If this doesnt belong in this section feel free to move it where it needs to go.

I built this last year but didnt have my digi cam at the time, but here it is my pier/beach cart that works exceptionally well in my opinion.

list of materials used:
Dolly bought at a discount tool sale (new) : $35
Wall mounted rod holder: $8
Zip ties: dont remember have had them forever (200 pck)
PVC sand spikes: again dont remember bought at walmart think it was about $5
Flexible foam type ruler: Free have had it forever.

ok first thing i need to explain about the purpose of the ruler is it is not for measuring anything. it is to hold the foam on the upper part of the rod rack, as the foam will push out if you try to push a rod into it. take the ruler place it on the back (glue if you feel the need) and in each section where the rod goes ziptie the ruler to the back of the holder. 









next take the base of the holder and on each side ziptie it in place through the holes meant for screws. one ziptie will do it, i used 2 in the center just for the extra strength.









now take a rod set it in and figure out where you want the upper holder to be (if you have several rods i recommend using 2 if the guides are in different places as the holder might be in the way of one) again ziptie it in place one on each side but again 2 in the center UNDER the ziptie you placed holding the ruler in place.

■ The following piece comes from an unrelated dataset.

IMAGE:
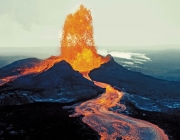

taking 2 of the zipties place around the sides of the cart and connect while the PVC pipes are in place and tighten so they dont fall through, there should be 2 "loops" per pipe or the base will swing around when moving the cart.
and you are done!









Now all that is left is to place your cooler on the bottom and either bungee it or use a cargo strap to secure it, tackle box, lunch box whatever else you have rides on top of the cooler and your ready to roll, literally!  :fishing:


----------